In our last post, we offered five tips on how to reduce IT infrastructure costs. We noted there are myriad opportunities to curb expenses and gain efficiencies – certainly more than five – and we also noted that how you approach cost cutting can affect the outcomes you achieve. So let’s talk about how to reduce IT infrastructure costs the right way.
Gartner says sourcing is the most strategic decision IT leaders face today, because you have such a wide range of choices. Third-party vendors have the resources, availability and primary mission to perform the work you need done, whether that’s a finite project or ongoing services.
You can pick and choose which components, systems or functions you want to keep in-house and which you want to offload. That enables you to retain absolute control over critical items, if need be. You can retain functions that make the most of IT staff strengths, instead of dragging your skilled people away from priorities to handle tasks someone else could do more efficiently and cost-effectively.
At the same time, you can outsource to multiple vendors, playing off each of their strengths, too. The overall result is an IT environment that serves you best and makes the most financial sense.
Scalability and flexibility should be your overriding concerns, because without them you don’t have the agility to roll with the marketplace. Focus on overall corporate goals, because immediate and narrowly-targeted cost savings are fine, but IT is an integral part of your company’s ability to perform. Short-sighted “savings” could cost you dearly.
Don’t pay for what you don’t need, but choose changes that guarantee availability when you do need it. Contracts can often be negotiated at lower cost if the term is longer. You’ll also get better consistency, and the longer you work with a provider, the stronger your relationship becomes.
Low-hanging fruit is everyone’s favorite. Start with savings that are easiest and cheapest to implement and provide the broadest benefit. You’ll make a giant leap forward in reducing costs, and you’ll demonstrate the kind of success that builds C-suite confidence and that of employees, too.
Defer non-essentials, re-evaluating key initiatives against these three criteria: relevance to a high-priority business initiative that’s a near-term necessity, ability to reduce costs near term and ability to provide upgrades that lower enterprise risk.
In the long run, it’s total costs of ownership that counts most. Don’t let indirect or hidden costs or short-term thinking sneak up on you and decimate your efforts to reduce expenses. For specific IT infrastructure projects, travel and other expenses can significantly affect your total outlay. And for transformational decisions that require a reliable business case, you can’t possibly compare alternatives without comparing TCO.
Hire a consultant.
Do this before you do anything else, because the right IT infrastructure consultant can help you understand and implement all the latest best practices, across all aspects of your enterprise-wide IT environment.

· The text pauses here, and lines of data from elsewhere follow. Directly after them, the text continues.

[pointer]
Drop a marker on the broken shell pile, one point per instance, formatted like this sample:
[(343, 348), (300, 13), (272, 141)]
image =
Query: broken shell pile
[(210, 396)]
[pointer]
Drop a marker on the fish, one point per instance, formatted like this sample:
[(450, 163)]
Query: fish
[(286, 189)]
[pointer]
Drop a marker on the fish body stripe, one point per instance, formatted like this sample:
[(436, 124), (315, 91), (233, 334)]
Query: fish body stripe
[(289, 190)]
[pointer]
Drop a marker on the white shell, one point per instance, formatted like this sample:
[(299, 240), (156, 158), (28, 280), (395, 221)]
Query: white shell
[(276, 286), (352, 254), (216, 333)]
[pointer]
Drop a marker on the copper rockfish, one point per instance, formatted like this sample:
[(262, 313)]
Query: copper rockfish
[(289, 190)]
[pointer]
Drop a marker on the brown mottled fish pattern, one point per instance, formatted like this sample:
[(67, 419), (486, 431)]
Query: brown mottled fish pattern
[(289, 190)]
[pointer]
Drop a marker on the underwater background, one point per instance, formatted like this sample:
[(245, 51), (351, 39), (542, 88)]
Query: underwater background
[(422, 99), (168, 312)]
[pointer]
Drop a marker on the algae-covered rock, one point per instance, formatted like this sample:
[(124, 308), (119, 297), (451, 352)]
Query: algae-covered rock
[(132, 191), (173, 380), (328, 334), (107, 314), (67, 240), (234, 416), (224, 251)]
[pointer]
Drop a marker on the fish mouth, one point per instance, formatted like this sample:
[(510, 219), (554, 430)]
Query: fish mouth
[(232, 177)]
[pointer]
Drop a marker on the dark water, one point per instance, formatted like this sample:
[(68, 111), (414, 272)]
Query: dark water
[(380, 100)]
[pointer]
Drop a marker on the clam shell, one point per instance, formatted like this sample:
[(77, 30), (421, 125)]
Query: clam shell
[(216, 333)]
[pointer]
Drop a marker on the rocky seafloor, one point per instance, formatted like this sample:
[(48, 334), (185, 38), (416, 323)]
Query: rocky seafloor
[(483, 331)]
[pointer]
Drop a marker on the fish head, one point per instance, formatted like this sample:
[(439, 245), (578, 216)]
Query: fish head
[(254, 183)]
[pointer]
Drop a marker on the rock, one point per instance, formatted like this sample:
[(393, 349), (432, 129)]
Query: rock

Just learning about delivery and vendor alternatives can be a monumental undertaking. And the research doesn’t do you much good unless you also know the real-life implications of each alternative, for your company. The right consultant can apply their up-to-the-minute marketplace knowledge and insight to your decision-making, helping drive the best solutions, whether outsourced or internal.
A consultant will start you off with a comprehensive assessment of your current situation, helping uncover hidden costs you can circumvent by making changes and hidden opportunities to streamline, transform or generate more revenue.
Now you’re armed. You have some proven tips on how to reduce IT infrastructure costs, as well as some advice on how to approach your choices the right way, so you can make the best decisions for your circumstances and goals. Combine them wisely, and you’ll be able to build the strong-but-flexible foundation your company needs to grow and thrive, no matter how unpredictable the future.